O professor Frederico Garcia observa que a prevalência de esquizofrenia autorrelatada encontrada na pesquisa é cinco vezes maior do que na população em geral. “Muitas pessoas que estão na rua têm doenças tratáveis ou evitáveis que se relacionam com esse contexto social. A saúde mental, em especial na infância e adolescência, é um dos pontos que precisamos olhar com cuidado para evitar a situação de rua”, pontua.

 

Institucionalização

 

É no Centro Pop que 29,8% deles realizam sua higiene pessoal, seguido de albergues e abrigos (24,2%). E 27,9% garante a pernoite fora das ruas nas instituições de abrigamento. Boa parte de quem está nas ruas (67%) diz estar sozinho, enquanto 27,3% alega viver em grupo; 3,9% com filhos ou companheiro(a); 1,5% com animal de estimação e 0,2% com crianças que não são seus filhos.

 

O Censo Pop 2022 mostrou, ainda, que 87,6% das pessoas em situação de rua são alfabetizados, enquanto 8,8% apenas assinam o nome e 3,5% não sabem ler ou escrever. A maior parte deles (21,4%) não chegou a concluir os anos finais do ensino fundamental  e 19,4% não terminaram os anos iniciais. O mesmo percentual de pessoas (2,4%) nunca foi à escola ou possui curso superior completo.

 

O trabalho informal tem garantido algum tipo de renda para as pessoas que hoje estão em situação de rua. Os valores giram em uma média de R$802 a R$1.243. A atividade exercida não foi identificada por 40,6% do público. A coleta de material reciclável é a atividade de 15,6% dos entrevistados, enquanto 6% vende bala, frutas ou água nas ruas, 4,6% lava carros ou presta serviço de flanelinha e 4,2% pede dinheiro.

 

Já passaram por abrigos ou albergues 62% dos moradores em situação de rua que responderam ao Censo Pop 2022, enquanto 41,3% vieram do sistema prisional.
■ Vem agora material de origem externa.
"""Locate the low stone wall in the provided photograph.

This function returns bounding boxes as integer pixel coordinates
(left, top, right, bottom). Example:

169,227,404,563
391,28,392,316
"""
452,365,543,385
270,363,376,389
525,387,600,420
Comunidades terapêuticas, Cersams e sistemas socioeducativos são antecedentes de 26,6%, 18,5% e 11,6%, respectivamente. Cerca de 10% dos moradores em situação de rua já passaram algum período em hospitais psiquiátricos.

 

Os Centros Pop e os CREAs são as Unidades mais utilizadas pelos homens (59,5% e 41,1%, respectivamente). Já as mulheres recorrem ao Serviço Especializado em Abordagem Social (59,5%) e Centros Pop (39,8%).

 

Os dados preliminares já foram entregues à PBH, que poderá elaborar políticas públicas baseadas nas evidências científicas. O relatório final será entregue nas próximas semanas.